The utilization of NOLs and tax credit carryforwards to offset future taxable income may be subject to an annual limitation as a result of ownership changes that have occurred previously or may occur in the future. Under Sections 382 and 383 of the Internal Revenue Code (“IRC”) a corporation that undergoes an ownership change may be subject to limitations on its ability to utilize its pre-change NOLs and other tax attributes otherwise available to offset future taxable income and/or tax
liability. An ownership change is defined as a cumulative change of 50% or more in the ownership positions of certain stockholders during a rolling three-year period. The Company has not completed a formal study to determine if any ownership changes within the meaning of IRC Section 382 and 383 have occurred. If an ownership change has occurred, the Company’s ability to use its NOLs or tax credit carryforwards may be restricted, which could require the Company to pay federal or state income taxes earlier than would be required if such limitations were not in effect.

Effective for tax years beginning after December 31, 2021, taxpayers are required to capitalize any expenses incurred that are considered incidental to research and experimentation (“R&E”) activities under IRC Section 174. While taxpayers historically had the option of deducting these expenses under IRC Section 174, the December 2017 Tax Cuts and Jobs Act mandates capitalization and amortization of R&E expenses for tax years beginning after December 31, 2021. Expenses incurred in connection with R&E activities in the US must be amortized over a 5-year period if incurred, and R&E expenses incurred outside the US must be amortized over a 15-year period. R&E activities are broader in scope than qualified research activities considered under IRC Section 41 (relating to the research tax credit). For the year ended December 31, 2022, the Company performed an analysis based on available guidance and determined that it will continue to be in a loss position even after the required capitalization and amortization of its R&E expenses. The Company will continue to monitor this issue for future developments, but it does not expect R&E capitalization and amortization to require it to pay cash taxes now or in the near future.

The total amount of unrecognized tax benefits as of December 31, 2022 is approximately $178,000, which relates to federal and state R&D credits. If recognized none of the unrecognized tax benefits would affect the effective tax rate.
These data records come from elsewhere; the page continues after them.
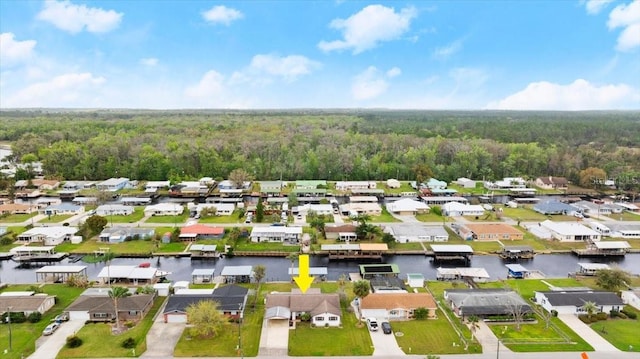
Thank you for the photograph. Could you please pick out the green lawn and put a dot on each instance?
(138, 214)
(17, 218)
(98, 342)
(56, 219)
(24, 335)
(431, 336)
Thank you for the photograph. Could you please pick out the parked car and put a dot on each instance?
(51, 328)
(61, 318)
(372, 324)
(386, 327)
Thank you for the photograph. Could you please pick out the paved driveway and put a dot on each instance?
(49, 346)
(385, 344)
(162, 338)
(274, 338)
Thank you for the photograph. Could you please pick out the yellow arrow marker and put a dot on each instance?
(303, 280)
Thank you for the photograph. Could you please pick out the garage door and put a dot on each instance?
(175, 318)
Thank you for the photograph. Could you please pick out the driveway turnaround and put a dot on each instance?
(585, 332)
(48, 347)
(162, 338)
(385, 344)
(274, 339)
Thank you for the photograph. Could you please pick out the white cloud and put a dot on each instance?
(149, 61)
(222, 15)
(71, 89)
(579, 95)
(367, 28)
(595, 6)
(372, 83)
(211, 84)
(12, 51)
(448, 50)
(75, 18)
(393, 72)
(626, 16)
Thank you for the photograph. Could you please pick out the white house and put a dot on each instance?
(455, 209)
(164, 209)
(48, 236)
(572, 302)
(570, 231)
(114, 210)
(407, 206)
(406, 232)
(276, 234)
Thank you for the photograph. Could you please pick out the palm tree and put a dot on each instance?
(590, 308)
(115, 294)
(361, 289)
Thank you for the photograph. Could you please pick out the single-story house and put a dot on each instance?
(572, 302)
(231, 299)
(372, 209)
(324, 308)
(48, 236)
(485, 302)
(570, 231)
(114, 210)
(99, 307)
(114, 184)
(407, 206)
(550, 182)
(200, 231)
(62, 209)
(26, 302)
(396, 306)
(340, 231)
(455, 209)
(164, 209)
(276, 234)
(406, 233)
(489, 232)
(631, 297)
(121, 234)
(554, 207)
The Company's policy is to account for interest and penalties as income tax expense. As of the December 31, 2022 the Company had no interest related to unrecognized tax benefits. No amounts of penalties related to unrecognized tax benefits were recognized in the provision for income taxes. We do not anticipate any significant change within twelve months of this reporting date.

The Company files income tax returns in the U.S. federal jurisdiction and various state jurisdictions, with varying statutes of limitations. The tax years from inception through 2022 remain open to examination due to the carryover of unused net operating losses that are being carried forward for tax purposes.